Learning in the presence of finitely or infinitely many irrelevant attributes

This paper addresses the problem of learning boolean functions in query and mistake-bound models in the presence of irrelevant attributes. In learning a concept, a learner may observe a great many more attributes than those that the concept depends upon, and in some sense the presence of extra, irrelevant attributes does not change the underlying concept being learned. Because of this, we are interested not only in the learnability of concept classes, but also in whether the classes can be learned by an algorithm that is attribute-efficient in that the dependence of the mistake bound (or number of queries) on the number of irrelevant attributes is low.
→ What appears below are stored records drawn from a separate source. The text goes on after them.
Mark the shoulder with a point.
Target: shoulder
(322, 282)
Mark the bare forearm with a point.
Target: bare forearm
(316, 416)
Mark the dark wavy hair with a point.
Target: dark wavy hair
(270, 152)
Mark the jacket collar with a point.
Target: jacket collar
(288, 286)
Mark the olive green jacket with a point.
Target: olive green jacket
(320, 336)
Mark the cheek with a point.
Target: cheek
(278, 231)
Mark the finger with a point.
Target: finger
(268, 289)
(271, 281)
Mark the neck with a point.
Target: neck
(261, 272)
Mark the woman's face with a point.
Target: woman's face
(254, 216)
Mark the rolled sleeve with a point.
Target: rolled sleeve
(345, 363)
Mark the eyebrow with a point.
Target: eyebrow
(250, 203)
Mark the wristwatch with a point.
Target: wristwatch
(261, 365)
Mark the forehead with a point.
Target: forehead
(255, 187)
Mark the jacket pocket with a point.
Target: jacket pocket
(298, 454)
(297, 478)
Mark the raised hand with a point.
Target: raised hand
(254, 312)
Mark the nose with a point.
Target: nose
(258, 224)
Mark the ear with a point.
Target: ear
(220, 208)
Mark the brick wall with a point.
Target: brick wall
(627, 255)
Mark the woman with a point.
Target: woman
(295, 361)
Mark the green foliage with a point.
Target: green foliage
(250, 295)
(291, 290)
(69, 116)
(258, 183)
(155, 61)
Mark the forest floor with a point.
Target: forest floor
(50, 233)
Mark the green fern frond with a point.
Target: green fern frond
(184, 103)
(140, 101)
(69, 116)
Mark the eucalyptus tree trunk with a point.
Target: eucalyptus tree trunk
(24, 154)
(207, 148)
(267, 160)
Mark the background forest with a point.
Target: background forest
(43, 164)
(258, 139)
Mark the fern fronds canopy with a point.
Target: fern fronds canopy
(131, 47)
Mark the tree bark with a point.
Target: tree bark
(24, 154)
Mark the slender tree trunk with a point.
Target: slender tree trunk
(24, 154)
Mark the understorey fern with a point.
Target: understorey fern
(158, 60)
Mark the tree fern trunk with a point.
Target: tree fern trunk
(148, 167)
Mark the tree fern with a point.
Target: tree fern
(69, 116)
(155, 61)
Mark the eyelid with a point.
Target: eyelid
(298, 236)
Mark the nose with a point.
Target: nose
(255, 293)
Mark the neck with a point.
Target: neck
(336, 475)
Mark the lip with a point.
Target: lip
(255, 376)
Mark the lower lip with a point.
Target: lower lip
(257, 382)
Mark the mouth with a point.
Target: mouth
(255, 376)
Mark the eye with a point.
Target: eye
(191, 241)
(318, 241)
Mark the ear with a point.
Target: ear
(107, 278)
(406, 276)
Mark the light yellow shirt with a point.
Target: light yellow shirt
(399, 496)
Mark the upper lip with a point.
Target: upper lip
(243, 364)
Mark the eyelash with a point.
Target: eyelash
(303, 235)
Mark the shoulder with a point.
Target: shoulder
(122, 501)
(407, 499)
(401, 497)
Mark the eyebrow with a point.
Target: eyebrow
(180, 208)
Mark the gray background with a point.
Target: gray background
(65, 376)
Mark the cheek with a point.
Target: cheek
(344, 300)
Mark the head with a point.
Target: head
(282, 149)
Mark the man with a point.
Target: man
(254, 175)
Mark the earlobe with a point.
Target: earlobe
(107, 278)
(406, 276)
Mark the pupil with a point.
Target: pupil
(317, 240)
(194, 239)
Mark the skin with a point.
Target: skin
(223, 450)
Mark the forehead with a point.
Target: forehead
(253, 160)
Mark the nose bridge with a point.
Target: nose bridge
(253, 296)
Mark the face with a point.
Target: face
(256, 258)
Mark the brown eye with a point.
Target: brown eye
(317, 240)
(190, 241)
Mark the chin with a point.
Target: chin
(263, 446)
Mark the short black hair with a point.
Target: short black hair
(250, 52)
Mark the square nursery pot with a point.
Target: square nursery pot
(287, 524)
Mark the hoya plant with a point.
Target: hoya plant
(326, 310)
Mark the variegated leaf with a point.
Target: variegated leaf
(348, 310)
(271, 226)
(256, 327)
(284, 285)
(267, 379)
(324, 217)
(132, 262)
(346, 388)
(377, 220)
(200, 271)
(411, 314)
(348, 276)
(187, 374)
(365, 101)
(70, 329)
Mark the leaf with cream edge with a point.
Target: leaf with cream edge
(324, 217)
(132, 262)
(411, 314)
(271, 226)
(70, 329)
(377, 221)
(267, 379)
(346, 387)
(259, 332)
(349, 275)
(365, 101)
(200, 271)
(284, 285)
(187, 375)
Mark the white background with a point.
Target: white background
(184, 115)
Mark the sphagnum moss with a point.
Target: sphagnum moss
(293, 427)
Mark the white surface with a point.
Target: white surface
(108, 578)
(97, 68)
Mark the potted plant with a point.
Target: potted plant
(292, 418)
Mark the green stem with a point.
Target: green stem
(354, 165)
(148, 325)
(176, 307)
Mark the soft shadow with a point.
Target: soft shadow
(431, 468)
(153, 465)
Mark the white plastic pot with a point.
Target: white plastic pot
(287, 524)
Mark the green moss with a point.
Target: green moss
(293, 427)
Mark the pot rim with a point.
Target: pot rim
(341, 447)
The results presented here apply to projection and embedding-closed (p.e.c.) concept classes. We show that if a p.e.c. class is learnable attribute-efficiently in the mistake-bound model, then it is learnable in the infinite-attribute mistake-bound model as well. We show in addition how to convert any algorithm that learns a p.e.c. dass in the mistake-bound model with membership queries into an algorithm that learns the class attribute-efficiently in that model, or even in the infinite attribute version. In the membership query only model we show that learnability does not always imply attribute-efficient learnability for deterministic algorithms. However, we describe a large class of functions, including the set of monotone functions, for which learnability does imply attribute-efficient learnability in this model.